I have no real reason to feel anxiety. I’m not in the path of a hurricane. I didn’t feel the rumblings of a powerful earthquake. I simply had an argument with my husband. It wasn’t a huge fight in the grand scheme of things, but it upset me just the same.
I mean, do I really expect every day to be happiness and joy? Do I somehow think life won’t poke its dirty little finger into my face from time to time to drag my smile into a frown? I guess I expect perfection, but let’s face it, perfection is unattainable. I tell my husband that every time he shakes his head at my disastrous cooking or my inability to linger in the bright sunlight on a hot day.
It’s true. I’m far from perfect. But I still look at the world through rose colored glasses. I refuse to see the cup half empty. I relentlessly seek out the slightest drop of positive in every ounce of negative. I laugh at disaster and spontaneously burst into song while feeding the dogs or doing my laundry. I’m the girl who turns every minute of my life into a Rodgers and Hammerstein musical.

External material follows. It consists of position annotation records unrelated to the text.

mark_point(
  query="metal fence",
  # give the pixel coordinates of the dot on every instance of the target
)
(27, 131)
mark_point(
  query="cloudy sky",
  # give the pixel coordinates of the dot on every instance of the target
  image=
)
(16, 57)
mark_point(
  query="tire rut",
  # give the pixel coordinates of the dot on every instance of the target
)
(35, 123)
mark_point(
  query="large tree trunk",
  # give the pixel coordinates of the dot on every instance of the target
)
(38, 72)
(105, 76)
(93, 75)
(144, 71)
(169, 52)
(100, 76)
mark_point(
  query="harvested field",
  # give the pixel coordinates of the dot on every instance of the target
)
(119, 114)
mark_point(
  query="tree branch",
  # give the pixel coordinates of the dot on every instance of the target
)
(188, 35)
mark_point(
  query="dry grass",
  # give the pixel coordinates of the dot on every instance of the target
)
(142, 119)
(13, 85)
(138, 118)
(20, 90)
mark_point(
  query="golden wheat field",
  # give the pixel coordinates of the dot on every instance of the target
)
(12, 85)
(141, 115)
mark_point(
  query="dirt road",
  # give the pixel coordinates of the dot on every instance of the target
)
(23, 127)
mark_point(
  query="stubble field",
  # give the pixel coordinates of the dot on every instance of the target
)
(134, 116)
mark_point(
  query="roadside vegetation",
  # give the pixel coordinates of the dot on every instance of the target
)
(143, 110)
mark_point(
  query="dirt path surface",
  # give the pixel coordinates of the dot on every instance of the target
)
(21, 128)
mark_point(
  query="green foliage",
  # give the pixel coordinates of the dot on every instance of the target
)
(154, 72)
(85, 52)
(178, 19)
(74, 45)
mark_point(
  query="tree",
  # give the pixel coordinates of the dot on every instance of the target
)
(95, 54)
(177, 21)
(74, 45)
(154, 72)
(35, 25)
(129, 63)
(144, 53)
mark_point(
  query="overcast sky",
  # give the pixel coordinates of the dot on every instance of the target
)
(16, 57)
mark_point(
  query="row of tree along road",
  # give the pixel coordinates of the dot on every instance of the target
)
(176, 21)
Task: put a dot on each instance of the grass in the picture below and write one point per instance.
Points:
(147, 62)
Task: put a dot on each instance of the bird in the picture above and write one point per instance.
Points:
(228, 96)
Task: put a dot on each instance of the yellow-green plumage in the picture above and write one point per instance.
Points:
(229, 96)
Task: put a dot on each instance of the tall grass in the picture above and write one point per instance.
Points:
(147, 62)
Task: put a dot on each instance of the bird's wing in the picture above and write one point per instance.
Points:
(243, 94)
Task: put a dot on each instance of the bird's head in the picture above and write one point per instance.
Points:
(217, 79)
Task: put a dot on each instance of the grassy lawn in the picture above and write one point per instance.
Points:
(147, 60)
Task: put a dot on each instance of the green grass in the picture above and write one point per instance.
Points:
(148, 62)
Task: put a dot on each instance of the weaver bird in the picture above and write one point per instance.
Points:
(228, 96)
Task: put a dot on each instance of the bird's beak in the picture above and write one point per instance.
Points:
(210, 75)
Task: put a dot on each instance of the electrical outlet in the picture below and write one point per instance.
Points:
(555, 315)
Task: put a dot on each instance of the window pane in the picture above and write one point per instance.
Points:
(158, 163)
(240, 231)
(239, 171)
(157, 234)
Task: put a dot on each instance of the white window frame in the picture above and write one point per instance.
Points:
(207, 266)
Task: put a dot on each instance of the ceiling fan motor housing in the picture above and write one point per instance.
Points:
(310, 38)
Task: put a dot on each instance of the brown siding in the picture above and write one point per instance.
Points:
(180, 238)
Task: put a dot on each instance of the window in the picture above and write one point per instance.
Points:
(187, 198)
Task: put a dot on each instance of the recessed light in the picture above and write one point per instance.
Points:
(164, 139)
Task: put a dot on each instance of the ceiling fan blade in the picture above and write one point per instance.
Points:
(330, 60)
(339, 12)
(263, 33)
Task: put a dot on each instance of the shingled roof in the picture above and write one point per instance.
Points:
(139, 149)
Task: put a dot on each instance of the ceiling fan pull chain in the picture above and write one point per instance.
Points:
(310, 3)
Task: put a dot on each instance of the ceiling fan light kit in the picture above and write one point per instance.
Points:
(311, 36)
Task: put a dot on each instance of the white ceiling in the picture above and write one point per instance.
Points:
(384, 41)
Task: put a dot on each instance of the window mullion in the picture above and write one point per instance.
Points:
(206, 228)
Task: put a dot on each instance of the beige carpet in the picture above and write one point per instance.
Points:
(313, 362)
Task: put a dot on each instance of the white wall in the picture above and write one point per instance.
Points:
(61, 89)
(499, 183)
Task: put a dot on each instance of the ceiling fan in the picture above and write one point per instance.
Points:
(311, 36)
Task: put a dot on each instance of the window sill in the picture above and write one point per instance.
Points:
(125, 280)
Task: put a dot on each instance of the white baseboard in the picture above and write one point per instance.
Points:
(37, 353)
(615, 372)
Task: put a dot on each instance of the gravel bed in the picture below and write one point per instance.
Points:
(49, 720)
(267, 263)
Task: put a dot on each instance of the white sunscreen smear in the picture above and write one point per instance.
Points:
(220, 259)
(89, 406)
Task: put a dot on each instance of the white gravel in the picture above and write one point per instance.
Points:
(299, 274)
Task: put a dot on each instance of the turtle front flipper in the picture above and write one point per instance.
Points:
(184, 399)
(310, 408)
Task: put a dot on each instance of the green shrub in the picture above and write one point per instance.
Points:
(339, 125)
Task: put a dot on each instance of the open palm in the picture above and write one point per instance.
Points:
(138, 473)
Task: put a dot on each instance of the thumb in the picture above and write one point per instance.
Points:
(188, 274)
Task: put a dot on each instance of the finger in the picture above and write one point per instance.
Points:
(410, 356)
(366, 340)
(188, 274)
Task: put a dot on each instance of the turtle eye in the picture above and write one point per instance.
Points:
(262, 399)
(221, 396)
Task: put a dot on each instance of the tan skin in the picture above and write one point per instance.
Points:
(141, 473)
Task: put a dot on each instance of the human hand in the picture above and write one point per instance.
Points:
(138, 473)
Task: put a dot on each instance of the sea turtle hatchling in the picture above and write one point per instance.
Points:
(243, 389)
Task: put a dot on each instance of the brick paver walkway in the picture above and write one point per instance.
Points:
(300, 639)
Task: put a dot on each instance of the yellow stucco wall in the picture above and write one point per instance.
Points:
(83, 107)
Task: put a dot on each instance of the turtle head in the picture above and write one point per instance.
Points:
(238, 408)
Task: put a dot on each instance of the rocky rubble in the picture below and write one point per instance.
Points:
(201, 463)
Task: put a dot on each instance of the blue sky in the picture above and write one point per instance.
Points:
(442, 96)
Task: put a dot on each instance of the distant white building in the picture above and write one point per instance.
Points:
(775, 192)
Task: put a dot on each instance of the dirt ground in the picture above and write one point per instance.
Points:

So why the hell do I feel like I just discovered I’m allergic to chocolate?
Thank God it's not that bad! In fact, I’ve sent my son to the store for an emergency supply of chocolate. I told him to make sure it has lots of nuts in it, because I subscribe to the notion that you are what you eat. And I need to get back to being a just little bit nuts. It suits me much better than the portrait of a sad faced girl.
Who knows…maybe I’ll toss down a wine cooler and watch an old Godzilla movie while I wax something. Stranger things have happened.